O levantamento avaliou a qualidade dos ativos de bancos do México, Peru, Colômbia, Chile e Brasil — único país, segundo o relatório, em que a piora ocorre de forma simultânea entre pessoas físicas e empresas.

Embora o banco veja sinais de deterioração no México, o país tem mantido um nível controlado de empréstimos não performados, assim como o Chile. Já Peru e Colômbia apresentam tendência positiva, com queda consistente nas taxas de inadimplência desde 2023.

O relatório ancora o diagnóstico brasileiro em dados do Serasa Experian e do Banco Central. São 83,5 milhões de pessoas negativadas no país — e o endividamento das famílias atingiu cerca de 30% da renda, o maior nível da série histórica.

A tendência à frente tampouco é animadora. Com a expectativa de que a Selic se mantenha alta por mais tempo, o custo do crédito pressiona simultaneamente famílias já endividadas e empresas que precisam rolar suas dívidas.

Com exceção do Chile, onde a alavancagem passa pelo crédito hipotecário, o Brasil é o país mais endividado entre as economias da região, com 54,4% de crédito em relação ao PIB. No México, essa relação é de 23%; no Peru, de 31,7%; e, na Colômbia, de 49,5%.
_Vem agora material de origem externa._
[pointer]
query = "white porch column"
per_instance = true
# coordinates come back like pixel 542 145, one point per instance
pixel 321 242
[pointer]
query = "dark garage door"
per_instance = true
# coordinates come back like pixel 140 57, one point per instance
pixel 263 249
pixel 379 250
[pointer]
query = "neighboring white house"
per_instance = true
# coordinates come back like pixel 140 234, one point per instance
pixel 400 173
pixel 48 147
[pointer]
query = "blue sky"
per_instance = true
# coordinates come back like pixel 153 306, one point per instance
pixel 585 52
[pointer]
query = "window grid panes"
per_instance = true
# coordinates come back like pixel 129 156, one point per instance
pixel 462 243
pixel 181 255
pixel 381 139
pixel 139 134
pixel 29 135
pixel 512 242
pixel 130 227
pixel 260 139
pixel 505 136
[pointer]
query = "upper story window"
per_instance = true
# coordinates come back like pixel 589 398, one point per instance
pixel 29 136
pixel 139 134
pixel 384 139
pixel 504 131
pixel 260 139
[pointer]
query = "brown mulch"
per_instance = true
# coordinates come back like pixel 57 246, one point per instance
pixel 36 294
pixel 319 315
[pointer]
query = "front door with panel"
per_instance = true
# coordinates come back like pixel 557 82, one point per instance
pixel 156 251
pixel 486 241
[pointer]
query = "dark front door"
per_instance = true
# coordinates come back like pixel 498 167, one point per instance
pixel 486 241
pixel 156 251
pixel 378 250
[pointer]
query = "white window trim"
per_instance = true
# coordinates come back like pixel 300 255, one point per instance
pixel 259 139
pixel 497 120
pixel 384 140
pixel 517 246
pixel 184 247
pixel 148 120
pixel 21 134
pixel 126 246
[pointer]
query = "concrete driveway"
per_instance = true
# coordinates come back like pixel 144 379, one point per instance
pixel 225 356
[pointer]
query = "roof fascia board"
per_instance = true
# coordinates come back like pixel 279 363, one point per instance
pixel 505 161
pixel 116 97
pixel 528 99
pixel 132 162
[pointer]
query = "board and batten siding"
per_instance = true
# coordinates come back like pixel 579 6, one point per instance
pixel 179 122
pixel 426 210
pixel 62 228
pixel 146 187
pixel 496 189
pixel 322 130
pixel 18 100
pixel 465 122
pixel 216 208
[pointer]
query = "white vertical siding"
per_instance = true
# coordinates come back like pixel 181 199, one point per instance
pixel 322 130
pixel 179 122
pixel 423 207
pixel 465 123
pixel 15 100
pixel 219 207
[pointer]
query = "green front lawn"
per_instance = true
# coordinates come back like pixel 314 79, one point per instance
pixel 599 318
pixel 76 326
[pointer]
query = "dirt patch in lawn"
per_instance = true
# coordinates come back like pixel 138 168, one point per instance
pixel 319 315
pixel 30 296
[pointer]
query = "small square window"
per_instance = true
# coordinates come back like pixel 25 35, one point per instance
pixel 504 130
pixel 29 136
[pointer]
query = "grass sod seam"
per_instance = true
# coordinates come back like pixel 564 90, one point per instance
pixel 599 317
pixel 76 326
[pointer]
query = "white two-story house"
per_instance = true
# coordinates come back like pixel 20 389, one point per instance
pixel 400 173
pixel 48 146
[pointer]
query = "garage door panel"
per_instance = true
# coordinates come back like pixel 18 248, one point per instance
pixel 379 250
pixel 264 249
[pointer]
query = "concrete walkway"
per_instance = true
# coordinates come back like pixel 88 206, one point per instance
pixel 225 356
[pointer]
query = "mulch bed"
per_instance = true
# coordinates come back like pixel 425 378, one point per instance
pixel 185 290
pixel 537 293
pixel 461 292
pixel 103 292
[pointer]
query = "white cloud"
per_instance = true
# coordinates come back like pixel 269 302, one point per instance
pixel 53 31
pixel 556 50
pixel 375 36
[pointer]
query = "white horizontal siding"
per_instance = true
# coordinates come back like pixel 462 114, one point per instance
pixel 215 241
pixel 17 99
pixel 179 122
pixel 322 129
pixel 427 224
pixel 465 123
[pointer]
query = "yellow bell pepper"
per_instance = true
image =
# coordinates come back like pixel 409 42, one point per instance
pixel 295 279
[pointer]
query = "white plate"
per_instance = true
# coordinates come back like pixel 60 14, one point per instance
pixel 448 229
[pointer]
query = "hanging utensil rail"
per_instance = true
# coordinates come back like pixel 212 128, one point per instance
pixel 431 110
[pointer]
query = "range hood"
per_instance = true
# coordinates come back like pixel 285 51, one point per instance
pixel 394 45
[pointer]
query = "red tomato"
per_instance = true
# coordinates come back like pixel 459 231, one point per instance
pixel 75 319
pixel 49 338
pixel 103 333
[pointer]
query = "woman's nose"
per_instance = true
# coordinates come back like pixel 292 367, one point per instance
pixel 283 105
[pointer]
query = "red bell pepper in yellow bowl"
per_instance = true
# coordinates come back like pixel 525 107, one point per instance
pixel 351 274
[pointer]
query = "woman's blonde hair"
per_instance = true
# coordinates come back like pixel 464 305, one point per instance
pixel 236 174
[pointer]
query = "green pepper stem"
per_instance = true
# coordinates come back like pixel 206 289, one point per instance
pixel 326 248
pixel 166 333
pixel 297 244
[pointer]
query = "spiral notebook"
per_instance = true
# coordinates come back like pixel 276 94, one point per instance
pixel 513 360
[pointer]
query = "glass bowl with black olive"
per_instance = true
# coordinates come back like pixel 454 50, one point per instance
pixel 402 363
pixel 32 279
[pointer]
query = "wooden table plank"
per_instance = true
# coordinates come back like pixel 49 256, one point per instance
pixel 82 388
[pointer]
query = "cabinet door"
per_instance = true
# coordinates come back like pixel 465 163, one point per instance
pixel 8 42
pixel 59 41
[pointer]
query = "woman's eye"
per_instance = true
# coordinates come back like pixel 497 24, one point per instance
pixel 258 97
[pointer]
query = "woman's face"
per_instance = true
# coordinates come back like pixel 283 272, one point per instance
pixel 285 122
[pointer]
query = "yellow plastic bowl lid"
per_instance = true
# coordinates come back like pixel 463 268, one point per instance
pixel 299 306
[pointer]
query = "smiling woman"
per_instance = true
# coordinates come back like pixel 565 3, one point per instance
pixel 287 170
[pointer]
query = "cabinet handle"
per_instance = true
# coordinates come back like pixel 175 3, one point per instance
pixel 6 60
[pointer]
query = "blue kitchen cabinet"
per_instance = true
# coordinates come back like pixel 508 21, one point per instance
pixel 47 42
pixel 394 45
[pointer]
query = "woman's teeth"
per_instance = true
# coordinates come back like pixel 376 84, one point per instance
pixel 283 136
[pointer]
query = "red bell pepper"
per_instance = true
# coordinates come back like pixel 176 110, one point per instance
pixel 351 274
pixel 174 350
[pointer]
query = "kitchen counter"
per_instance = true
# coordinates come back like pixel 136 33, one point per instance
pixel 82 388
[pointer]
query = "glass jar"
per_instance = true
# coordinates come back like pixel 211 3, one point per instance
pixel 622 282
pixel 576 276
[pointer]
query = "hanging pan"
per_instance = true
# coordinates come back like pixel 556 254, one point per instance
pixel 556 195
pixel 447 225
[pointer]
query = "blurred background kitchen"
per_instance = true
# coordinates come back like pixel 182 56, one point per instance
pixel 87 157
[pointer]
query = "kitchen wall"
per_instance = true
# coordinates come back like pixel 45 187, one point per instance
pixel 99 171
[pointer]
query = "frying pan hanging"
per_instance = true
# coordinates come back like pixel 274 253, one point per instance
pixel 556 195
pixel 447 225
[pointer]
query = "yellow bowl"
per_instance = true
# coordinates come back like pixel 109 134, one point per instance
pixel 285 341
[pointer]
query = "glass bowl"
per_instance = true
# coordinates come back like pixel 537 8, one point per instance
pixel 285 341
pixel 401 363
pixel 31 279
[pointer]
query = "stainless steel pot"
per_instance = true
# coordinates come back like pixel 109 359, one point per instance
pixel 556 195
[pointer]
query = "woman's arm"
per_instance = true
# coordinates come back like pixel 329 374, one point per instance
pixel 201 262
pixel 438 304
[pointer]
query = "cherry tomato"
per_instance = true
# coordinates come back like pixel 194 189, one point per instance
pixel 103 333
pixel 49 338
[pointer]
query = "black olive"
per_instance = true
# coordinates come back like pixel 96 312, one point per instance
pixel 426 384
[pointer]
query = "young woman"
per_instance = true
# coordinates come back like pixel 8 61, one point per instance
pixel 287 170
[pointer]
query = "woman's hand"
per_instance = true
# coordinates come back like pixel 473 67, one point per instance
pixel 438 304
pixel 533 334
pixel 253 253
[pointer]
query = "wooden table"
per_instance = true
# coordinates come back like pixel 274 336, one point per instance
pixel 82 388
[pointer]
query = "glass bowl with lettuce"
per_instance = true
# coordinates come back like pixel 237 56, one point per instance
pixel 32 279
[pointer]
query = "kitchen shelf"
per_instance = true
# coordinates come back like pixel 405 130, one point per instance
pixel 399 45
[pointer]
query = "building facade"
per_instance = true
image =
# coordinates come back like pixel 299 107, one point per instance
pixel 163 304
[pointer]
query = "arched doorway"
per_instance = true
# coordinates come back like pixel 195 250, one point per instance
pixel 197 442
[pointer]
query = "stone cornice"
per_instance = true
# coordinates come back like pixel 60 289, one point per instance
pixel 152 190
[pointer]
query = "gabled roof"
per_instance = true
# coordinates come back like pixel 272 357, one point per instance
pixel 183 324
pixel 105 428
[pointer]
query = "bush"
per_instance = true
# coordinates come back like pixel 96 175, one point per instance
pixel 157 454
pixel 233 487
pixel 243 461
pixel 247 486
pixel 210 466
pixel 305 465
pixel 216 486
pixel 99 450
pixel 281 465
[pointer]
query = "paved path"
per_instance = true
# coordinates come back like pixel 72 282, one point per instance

Quanto maior o estoque de crédito na economia, maior o impacto de um ciclo prolongado de juros altos sobre a inadimplência. Mas a tempestade que se forma no mercado de crédito não deverá molhar todos os bancos por igual.

De acordo com o UBS BB, os incumbentes Itaú, Bradesco e Santander Brasil conseguiram manter tendências “relativamente positivas”, sem aumento relevante no custo de risco. Do outro lado, os analistas veem os novos entrantes sentindo mais pressão, ressaltando o aumento de 74% das provisões do Nubank no primeiro trimestre e a deterioração de “quase todos os seus indicadores” no Inter.

O Nubank, inclusive, encerrou o primeiro trimestre com o custo de risco mais alto de toda a cobertura latino-americana do UBS BB, chegando a 19,2%. “O custo de risco no Brasil está materialmente alto”, afirmam os analistas.

Do lado dos incumbentes, o UBS BB destacou a manutenção de tendências relativamente positivas, sem aumento relevante no custo de risco, o que é explicado pelo mix de clientes e produtos.

Para os próximos trimestres, os analistas veem uma tendência “mais benigna” para Itaú, Bradesco e Santander Brasil. O Itaú é o que tem o menor NPL do grupo, de 1,9%, seguido pelo Santander Brasil, com 3,3%, e pelo Bradesco, com 4,2%.

Na bolsa, contraintuição

O Itaú, porém, é o único dos três incumbentes para o qual os analistas têm recomendação neutra. Um dos principais motivos é o preço, uma vez que as ações do banco são negociadas a 2,2 vezes o valor patrimonial, acima de seus concorrentes.

Para o Bradesco e o Santander Brasil, que negociam a múltiplos mais baixos, o UBS BB vê um upside de 34% e 64%, respectivamente, contra apenas 8% para as ações do Itaú.

O potencial de alta do Santander, inclusive, só perde para o do Inter na avaliação do UBS BB, que projeta um preço-alvo de US$ 9,40 para as ações do banco, 68% acima do patamar atual. Os papéis do Inter acumulam queda de 34% no ano e, segundo os analistas, já precificam a deterioração da carteira, o que representaria uma oportunidade de compra.

O UBS BB também tem recomendação favorável para as ações do Nubank, com preço-alvo que implica um upside de 24%. Apesar do alto custo de risco, os analistas esperam um impacto positivo nos próximos balanços do Nu devido ao Novo Desenrola.